ECN brokers aggregate prices from multiple liquidity providers and display the best available bid and ask. You see the actual market depth — not a single quoted spread. You interact with real market participants.

ECN accounts charge a fixed commission per lot traded (typically $3–$7 per standard lot round trip) rather than earning from the spread. This aligns the broker's interest with yours — they make money from your volume, not your losses.

The Hidden Cost Comparison

Broker TypeEUR/USD SpreadCommissionTotal Cost (1 std lot)
Market Maker2.0 pips$0$20
STP1.2 pips$0$12
ECN0.1 pips$7 RT$8

Over 200 trades per month, that difference between market maker and ECN is $2,400 per year. That is a meaningful drag on any strategy — and it compounds over time.

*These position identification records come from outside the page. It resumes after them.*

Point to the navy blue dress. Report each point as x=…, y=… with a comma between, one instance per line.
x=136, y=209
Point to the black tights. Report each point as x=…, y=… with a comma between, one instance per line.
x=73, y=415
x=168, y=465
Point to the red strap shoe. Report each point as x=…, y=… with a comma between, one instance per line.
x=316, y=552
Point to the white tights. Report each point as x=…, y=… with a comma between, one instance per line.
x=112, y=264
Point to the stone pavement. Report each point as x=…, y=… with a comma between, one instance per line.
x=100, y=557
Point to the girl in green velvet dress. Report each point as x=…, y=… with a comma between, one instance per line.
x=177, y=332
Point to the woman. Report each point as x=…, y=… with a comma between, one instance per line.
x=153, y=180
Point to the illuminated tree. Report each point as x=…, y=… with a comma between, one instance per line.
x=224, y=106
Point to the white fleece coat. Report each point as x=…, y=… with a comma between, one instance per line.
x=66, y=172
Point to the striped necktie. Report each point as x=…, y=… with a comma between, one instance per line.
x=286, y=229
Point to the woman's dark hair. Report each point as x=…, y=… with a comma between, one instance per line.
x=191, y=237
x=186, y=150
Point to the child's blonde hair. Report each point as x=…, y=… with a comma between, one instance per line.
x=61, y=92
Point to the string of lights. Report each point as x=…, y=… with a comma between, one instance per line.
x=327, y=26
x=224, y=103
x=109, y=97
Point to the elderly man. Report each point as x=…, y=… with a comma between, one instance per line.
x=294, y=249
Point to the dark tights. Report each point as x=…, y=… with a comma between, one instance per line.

What to Look For When Choosing a Broker

  • Regulation: FCA (UK), ASIC (Australia), CySEC (EU), NFA/CFTC (US) — regulated brokers have capital requirements and client fund protections
  • Execution model: Confirm ECN or STP — ask the broker directly how they handle retail order flow
  • Segregated accounts: Client funds held separately from broker operating capital
  • Execution statistics: Average execution speed, slippage data — serious brokers publish this
  • Swap rates: Check overnight financing costs — they vary significantly across brokers
Every pip you save on spread and execution is a pip of edge you keep. Broker selection is risk management before you place a single trade.